Die Macht des einzelnen Senators hat auch etwas mit den beiden Sonderaufgaben zu tun, die bei der Kammer liegen: Er ratifiziert alle Verträge und bestätigt die Ernennungen des Präsidenten.

In Deutschland werden die Konsequenzen daraus oft nicht verstanden. Zwar ist es richtig, dass Bill Clinton für das Kyoto-Klimaschutzabkommen war und George W. Bush dagegen ist. Das ist aber völlig egal, denn der Senat ist dagegen, wie er im Juli 1997 in der Byrd-Hagel Resolution mit 95 zu 0 Stimmen unmissverständlich klar machte. Und ohne den Senat passiert gar nichts. Clinton legte ihm den Vertrag dann auch gar nicht erst vor. Seitdem hat sich nicht viel verändert. Bush als den großen Klima-Killer dazustellen, ist also irreführend: Die Kyoto-Befürworter haben die wichtigsten amerikanischen Politiker nicht von dem Wert des Protokolls überzeugen können, ob Republikaner oder Demokrat. Wer hier auf Bushs Nachfolger hofft, hofft wohl vergeblich.

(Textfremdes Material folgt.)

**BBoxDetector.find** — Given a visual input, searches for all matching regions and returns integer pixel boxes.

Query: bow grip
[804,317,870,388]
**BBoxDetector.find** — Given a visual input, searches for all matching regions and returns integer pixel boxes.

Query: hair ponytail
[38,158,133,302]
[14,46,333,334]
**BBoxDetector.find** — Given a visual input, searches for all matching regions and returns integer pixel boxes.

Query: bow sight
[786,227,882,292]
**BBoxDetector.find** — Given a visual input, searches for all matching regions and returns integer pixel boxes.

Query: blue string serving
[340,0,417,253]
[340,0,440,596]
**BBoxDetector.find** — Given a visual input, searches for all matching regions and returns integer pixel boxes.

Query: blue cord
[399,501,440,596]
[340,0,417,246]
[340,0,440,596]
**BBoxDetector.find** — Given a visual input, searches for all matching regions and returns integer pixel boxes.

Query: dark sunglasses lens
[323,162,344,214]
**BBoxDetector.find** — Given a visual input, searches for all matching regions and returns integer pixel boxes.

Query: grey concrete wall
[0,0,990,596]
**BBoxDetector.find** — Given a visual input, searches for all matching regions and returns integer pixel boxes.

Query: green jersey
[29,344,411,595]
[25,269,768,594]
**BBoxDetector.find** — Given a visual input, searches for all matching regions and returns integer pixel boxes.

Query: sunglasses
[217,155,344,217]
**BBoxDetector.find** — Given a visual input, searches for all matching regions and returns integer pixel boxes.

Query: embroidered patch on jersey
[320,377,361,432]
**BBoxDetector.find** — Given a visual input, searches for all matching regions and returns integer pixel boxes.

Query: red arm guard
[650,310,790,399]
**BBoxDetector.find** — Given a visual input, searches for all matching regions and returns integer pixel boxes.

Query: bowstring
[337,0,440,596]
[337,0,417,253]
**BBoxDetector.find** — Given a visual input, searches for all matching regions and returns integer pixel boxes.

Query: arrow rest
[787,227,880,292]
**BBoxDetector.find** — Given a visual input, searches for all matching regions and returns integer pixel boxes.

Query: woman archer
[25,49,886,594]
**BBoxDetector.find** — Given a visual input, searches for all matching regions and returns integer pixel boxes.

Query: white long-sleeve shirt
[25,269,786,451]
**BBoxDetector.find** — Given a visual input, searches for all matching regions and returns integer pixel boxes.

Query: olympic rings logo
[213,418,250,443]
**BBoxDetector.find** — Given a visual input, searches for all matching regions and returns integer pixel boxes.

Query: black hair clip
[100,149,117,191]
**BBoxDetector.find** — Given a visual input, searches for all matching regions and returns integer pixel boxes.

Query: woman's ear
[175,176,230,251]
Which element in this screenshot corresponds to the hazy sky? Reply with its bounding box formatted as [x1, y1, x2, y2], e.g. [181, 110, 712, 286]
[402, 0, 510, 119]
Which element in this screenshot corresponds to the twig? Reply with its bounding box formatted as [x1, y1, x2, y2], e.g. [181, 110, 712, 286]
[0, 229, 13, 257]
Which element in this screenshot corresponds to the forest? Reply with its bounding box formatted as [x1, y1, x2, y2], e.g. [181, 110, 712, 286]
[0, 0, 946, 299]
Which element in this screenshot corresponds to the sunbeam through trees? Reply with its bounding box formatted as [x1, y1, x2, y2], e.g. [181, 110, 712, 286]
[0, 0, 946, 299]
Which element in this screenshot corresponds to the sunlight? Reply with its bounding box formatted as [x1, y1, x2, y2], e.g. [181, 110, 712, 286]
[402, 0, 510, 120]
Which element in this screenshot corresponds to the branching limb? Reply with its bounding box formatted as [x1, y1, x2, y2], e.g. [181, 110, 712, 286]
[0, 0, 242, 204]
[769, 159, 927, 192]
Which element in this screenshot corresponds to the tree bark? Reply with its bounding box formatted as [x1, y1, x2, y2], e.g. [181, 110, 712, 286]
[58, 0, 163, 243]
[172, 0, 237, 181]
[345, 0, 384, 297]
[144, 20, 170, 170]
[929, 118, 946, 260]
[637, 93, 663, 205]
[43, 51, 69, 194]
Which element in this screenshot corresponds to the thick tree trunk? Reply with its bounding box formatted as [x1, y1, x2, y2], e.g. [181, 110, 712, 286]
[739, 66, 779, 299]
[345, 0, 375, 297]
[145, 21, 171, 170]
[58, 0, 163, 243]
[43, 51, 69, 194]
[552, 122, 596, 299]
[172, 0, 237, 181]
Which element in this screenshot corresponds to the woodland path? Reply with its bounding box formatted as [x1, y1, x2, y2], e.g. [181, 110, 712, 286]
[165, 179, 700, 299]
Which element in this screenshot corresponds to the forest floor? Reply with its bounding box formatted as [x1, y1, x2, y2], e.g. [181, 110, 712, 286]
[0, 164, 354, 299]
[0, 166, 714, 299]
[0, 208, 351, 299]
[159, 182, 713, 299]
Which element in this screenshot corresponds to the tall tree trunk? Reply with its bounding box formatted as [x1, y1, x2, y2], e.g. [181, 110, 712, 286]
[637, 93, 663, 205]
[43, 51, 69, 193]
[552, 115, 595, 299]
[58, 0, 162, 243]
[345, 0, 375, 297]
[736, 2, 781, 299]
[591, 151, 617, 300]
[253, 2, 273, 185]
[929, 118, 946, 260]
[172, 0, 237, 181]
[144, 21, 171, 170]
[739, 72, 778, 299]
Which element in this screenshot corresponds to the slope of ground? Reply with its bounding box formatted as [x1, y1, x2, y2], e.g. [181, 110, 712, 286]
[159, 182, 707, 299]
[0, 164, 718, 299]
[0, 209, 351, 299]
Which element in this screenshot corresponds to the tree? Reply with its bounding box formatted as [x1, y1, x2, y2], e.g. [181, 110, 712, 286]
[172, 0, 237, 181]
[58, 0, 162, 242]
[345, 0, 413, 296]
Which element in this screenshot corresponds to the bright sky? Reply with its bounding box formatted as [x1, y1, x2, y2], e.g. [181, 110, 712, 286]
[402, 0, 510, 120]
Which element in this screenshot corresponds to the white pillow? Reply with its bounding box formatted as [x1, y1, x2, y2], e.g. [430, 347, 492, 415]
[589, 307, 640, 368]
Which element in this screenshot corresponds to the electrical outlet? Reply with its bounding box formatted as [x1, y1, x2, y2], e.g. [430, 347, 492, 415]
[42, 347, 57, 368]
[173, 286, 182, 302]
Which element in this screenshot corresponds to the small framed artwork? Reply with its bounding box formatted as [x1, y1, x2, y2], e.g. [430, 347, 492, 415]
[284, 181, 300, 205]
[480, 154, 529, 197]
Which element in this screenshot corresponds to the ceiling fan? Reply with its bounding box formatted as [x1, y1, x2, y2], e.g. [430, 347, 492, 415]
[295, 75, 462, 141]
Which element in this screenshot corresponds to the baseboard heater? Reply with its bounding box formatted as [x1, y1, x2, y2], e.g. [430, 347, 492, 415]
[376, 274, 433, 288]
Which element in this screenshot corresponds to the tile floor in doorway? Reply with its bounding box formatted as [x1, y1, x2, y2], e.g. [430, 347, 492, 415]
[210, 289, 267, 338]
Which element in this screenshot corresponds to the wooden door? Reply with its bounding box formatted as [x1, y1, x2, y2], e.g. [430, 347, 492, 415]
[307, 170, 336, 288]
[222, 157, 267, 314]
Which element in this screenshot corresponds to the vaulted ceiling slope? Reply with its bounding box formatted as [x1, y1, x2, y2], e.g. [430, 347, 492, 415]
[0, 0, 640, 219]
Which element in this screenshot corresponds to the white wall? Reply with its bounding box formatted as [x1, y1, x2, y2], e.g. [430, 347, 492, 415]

Tatsächlich spielt der Senat für die Außenpolitik der USA so eine wichtige Rolle, dass bei Verhandlungen oft Senatoren einbezogen werden, zum Beispiel die Vorsitzenden der betroffenen Ausschüsse. Deswegen verfolgen auch US-Medien sehr genau, wenn ein Senator nach Nordkorea fliegt: An diesen Leuten kommt der Präsident nicht vorbei.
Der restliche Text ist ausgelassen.